Question

In Exercises$\mathbf{1}$through 18 , determine whether the vector$\overrightarrow{\mathbf{x}}$is in the span $\mathit{V}$ of the vectors ${\overrightarrow{\mathit{v}}}_{\mathit{1}}\mathit{,}{\overrightarrow{\mathit{v}}}_{\mathit{2}}\mathit{,}\mathit{\cdots }\mathit{,}{\overrightarrow{\mathit{v}}}_{\mathit{m}}$ (proceed “by inspection” if possible, and use the reduced row-echelon form if necessary). If$\overrightarrow{\mathit{x}}$is in $\mathit{V}$ , find the coordinates of $\overrightarrow{\mathit{x}}$ with respect to the basis$\mathfrak{I}\mathbf{=}{\overrightarrow{\mathbf{v}}}_{\mathbf{1}}\mathbf{,}\mathbf{\dots }\mathbf{,}{\overrightarrow{\mathbf{v}}}_{\mathbf{m}}$of $\mathit{V}$ , and write the coordinate vector $\left[\overrightarrow{x}\right]\mathfrak{I}$.

localid="1664356781673" $\overrightarrow{\mathbf{x}}\mathbf{=}\left[\begin{array}{c}2\\ 3\end{array}\right]\mathbf{,}{\overrightarrow{\mathbf{v}}}_{\mathbf{1}}\mathbf{=}\left[\begin{array}{c}1\\ 0\end{array}\right]\mathbf{,}{\overrightarrow{\mathbf{v}}}_{\mathbf{2}}\mathbf{=}\left[\begin{array}{c}0\\ 1\end{array}\right]$

Short answer

The coordinates of the vector is, ${\overrightarrow{x}}_{\mathfrak{I}}=\left[\begin{array}{c}2\\ 3\end{array}\right]$.

Step-by-step solution

Consider the vectors

The vectors are,

$\overrightarrow{x}=\left[\begin{array}{c}2\\ 3\end{array}\right];{\overrightarrow{v}}_1=\left[\begin{array}{c}1\\ 0\end{array}\right];{\overrightarrow{v}}_2\left[\begin{array}{c}0\\ 1\end{array}\right]$

Check for the coordinates of the vector

The formula is, $\overrightarrow{x}=c_1{\overrightarrow{v}}_1+c_2{\overrightarrow{v}}_2$.
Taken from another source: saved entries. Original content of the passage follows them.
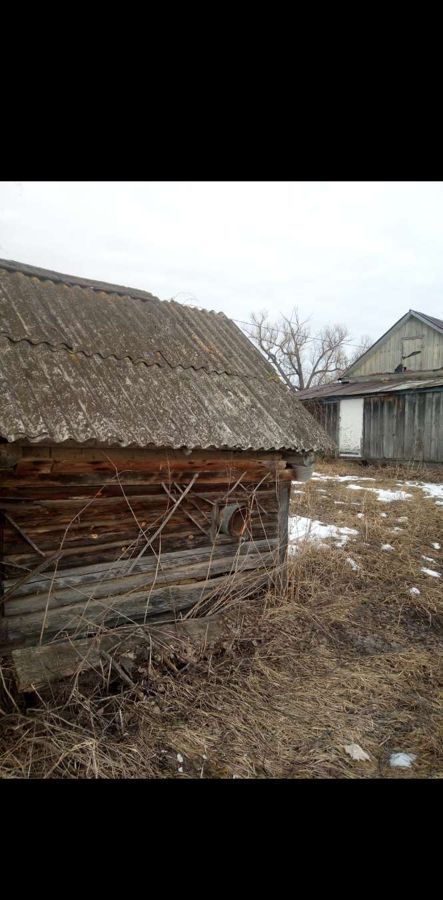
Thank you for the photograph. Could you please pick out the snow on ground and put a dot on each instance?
(431, 572)
(433, 491)
(384, 495)
(402, 760)
(317, 476)
(302, 528)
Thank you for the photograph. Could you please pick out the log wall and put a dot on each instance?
(93, 538)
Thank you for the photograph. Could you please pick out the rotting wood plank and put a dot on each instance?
(83, 619)
(72, 576)
(119, 588)
(36, 667)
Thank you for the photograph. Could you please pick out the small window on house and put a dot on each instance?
(234, 520)
(412, 349)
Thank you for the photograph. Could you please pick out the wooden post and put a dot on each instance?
(284, 493)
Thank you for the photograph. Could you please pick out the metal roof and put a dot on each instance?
(93, 363)
(360, 388)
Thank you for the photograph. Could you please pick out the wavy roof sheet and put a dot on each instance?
(93, 363)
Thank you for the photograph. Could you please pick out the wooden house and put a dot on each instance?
(388, 405)
(146, 455)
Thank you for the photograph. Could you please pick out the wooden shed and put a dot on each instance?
(146, 455)
(388, 405)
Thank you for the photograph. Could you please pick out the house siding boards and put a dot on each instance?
(405, 427)
(387, 354)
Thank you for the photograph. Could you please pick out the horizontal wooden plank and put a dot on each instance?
(110, 590)
(84, 619)
(36, 667)
(68, 577)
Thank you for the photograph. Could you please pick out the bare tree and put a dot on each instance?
(303, 359)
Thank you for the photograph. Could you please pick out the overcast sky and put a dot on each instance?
(358, 253)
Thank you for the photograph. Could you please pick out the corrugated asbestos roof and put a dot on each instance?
(94, 363)
(359, 388)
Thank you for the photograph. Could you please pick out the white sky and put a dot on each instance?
(358, 253)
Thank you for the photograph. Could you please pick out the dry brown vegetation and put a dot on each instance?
(341, 656)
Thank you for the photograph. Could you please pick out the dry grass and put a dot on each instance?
(342, 656)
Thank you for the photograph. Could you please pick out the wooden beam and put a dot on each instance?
(36, 667)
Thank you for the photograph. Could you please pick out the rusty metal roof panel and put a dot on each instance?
(84, 363)
(360, 388)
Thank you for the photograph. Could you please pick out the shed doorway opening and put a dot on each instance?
(350, 434)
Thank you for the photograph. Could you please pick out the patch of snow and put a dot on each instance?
(402, 760)
(430, 490)
(302, 528)
(385, 496)
(357, 752)
(317, 476)
(431, 572)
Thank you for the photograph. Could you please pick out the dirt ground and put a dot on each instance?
(350, 653)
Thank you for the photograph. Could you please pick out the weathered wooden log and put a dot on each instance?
(36, 667)
(81, 619)
(110, 590)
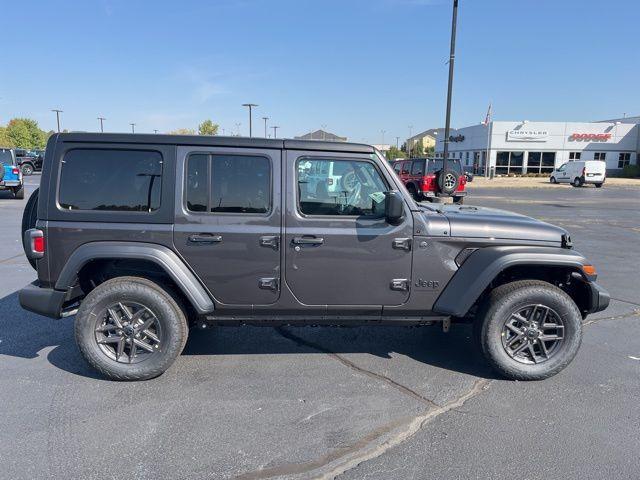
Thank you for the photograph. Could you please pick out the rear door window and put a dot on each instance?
(111, 180)
(228, 183)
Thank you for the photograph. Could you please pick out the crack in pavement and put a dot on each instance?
(347, 363)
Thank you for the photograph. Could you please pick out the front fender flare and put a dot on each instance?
(485, 264)
(158, 254)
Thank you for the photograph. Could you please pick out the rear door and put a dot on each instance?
(228, 221)
(339, 250)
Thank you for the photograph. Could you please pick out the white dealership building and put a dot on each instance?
(539, 147)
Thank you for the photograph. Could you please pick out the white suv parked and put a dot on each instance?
(580, 172)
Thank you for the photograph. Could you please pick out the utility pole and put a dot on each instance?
(452, 57)
(58, 112)
(250, 106)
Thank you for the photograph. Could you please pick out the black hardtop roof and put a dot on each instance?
(213, 141)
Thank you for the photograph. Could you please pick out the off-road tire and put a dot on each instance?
(27, 169)
(29, 218)
(500, 305)
(167, 309)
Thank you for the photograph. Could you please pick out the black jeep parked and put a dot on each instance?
(142, 236)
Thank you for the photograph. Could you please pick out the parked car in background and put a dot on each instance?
(580, 172)
(10, 173)
(29, 161)
(425, 179)
(140, 236)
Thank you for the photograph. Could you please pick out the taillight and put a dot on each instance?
(34, 238)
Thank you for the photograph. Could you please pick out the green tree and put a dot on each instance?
(183, 131)
(208, 128)
(394, 153)
(25, 133)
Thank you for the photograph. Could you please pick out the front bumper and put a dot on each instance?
(599, 298)
(43, 301)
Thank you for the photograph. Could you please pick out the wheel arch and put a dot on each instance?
(490, 267)
(98, 256)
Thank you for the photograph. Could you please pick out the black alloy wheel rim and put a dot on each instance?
(128, 332)
(533, 334)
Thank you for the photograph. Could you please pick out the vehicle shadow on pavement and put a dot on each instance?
(29, 336)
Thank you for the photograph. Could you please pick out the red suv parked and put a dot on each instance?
(424, 178)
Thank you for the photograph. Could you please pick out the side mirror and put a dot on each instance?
(393, 207)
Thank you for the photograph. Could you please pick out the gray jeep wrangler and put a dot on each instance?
(142, 236)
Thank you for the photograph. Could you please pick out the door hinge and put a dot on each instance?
(269, 283)
(402, 244)
(400, 284)
(271, 241)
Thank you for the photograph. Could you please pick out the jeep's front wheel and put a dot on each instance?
(130, 328)
(528, 330)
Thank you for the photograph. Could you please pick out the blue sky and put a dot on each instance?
(358, 66)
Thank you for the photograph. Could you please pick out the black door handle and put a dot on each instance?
(204, 238)
(308, 240)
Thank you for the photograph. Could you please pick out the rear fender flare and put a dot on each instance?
(158, 254)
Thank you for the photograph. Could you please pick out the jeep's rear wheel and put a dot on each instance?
(528, 330)
(130, 328)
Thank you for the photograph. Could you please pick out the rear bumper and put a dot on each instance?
(599, 298)
(43, 301)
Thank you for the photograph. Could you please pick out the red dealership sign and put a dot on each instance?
(590, 136)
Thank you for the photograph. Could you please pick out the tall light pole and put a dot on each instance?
(250, 106)
(452, 57)
(58, 112)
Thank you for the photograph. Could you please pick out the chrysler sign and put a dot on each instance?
(523, 135)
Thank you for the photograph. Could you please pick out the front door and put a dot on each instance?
(339, 250)
(228, 221)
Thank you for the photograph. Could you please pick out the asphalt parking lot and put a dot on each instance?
(353, 403)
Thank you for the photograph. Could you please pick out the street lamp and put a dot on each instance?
(250, 106)
(58, 112)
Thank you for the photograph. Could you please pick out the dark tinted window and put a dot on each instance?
(198, 183)
(116, 180)
(233, 183)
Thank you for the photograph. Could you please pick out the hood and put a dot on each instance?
(482, 222)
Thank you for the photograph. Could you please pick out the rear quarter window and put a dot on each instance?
(111, 180)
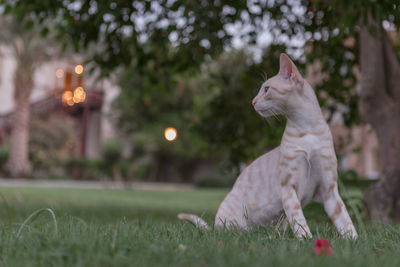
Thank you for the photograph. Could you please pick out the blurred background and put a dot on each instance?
(160, 91)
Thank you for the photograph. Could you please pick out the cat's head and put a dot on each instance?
(278, 94)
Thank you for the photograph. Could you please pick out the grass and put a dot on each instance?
(139, 228)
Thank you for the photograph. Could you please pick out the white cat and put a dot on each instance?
(301, 169)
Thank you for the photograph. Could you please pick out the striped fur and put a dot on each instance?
(301, 169)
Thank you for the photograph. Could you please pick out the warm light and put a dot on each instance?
(59, 73)
(78, 69)
(170, 134)
(79, 95)
(67, 98)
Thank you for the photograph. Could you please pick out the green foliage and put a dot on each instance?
(168, 77)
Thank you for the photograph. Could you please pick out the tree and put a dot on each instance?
(343, 35)
(29, 50)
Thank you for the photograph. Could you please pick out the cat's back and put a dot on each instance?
(261, 170)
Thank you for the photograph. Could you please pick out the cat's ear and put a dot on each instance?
(288, 70)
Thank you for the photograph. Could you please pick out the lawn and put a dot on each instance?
(139, 228)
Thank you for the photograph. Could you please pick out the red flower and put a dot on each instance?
(322, 247)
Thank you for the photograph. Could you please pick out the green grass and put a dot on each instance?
(139, 228)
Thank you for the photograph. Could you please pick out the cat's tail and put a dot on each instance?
(199, 222)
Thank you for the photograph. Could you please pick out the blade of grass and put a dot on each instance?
(34, 216)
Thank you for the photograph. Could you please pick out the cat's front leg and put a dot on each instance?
(334, 205)
(289, 170)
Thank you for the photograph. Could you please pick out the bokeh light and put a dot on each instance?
(59, 73)
(170, 134)
(78, 69)
(79, 95)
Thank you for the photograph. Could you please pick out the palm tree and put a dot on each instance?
(29, 50)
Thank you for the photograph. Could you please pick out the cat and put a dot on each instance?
(301, 169)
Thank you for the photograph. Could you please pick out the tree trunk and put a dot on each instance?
(379, 104)
(18, 164)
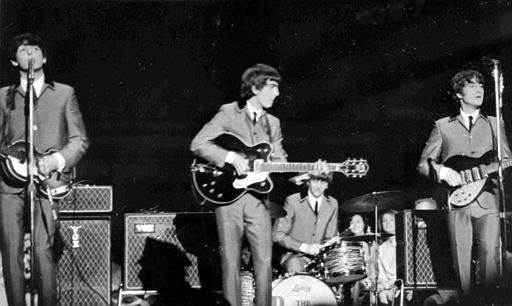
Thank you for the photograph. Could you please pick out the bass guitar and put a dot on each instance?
(474, 173)
(14, 169)
(224, 185)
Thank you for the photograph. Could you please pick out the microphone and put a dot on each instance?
(346, 233)
(31, 70)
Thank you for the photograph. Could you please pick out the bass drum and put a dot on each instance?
(302, 290)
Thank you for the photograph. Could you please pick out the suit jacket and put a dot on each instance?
(450, 137)
(300, 225)
(58, 123)
(232, 118)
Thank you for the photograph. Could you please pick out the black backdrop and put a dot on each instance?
(361, 79)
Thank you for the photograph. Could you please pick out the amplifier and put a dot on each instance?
(83, 274)
(423, 249)
(183, 243)
(87, 199)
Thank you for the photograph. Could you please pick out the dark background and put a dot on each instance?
(362, 78)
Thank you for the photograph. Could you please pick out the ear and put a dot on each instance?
(254, 90)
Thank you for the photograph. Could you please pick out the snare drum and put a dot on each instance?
(302, 290)
(343, 262)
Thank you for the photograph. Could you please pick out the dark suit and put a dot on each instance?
(300, 225)
(248, 215)
(479, 220)
(58, 126)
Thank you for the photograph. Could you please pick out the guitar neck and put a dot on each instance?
(282, 167)
(494, 166)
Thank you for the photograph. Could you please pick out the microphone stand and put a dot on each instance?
(498, 89)
(30, 191)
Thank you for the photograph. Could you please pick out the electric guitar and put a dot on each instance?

$$\begin{gathered} \left[\begin{array}{c}2\\ 3\end{array}\right]=c_1\left[\begin{array}{c}1\\ 0\end{array}\right]+c_2\left[\begin{array}{c}0\\ 1\end{array}\right] \\ {c}_1+0c_2,0c_1+c_2=3 \\ {c}_1=2,c_2=3 \end{gathered}$$

Substitute these values in the formula.

$$\begin{gathered} \overrightarrow{x}=c_1{\overrightarrow{v}}_1+c_2{\overrightarrow{v}}_2 \\ \left[\begin{array}{c}2\\ 3\end{array}\right]=2\left[\begin{array}{c}1\\ 0\end{array}\right]+3\left[\begin{array}{c}0\\ 1\end{array}\right] \\ {\overrightarrow{x}}_{\mathfrak{I}}=\left[\begin{array}{c}2\\ 3\end{array}\right] \end{gathered}$$

Final answer

The coordinates of the vector is,${\overrightarrow{x}}_{\mathfrak{I}}=\left[\begin{array}{c}2\\ 3\end{array}\right]$.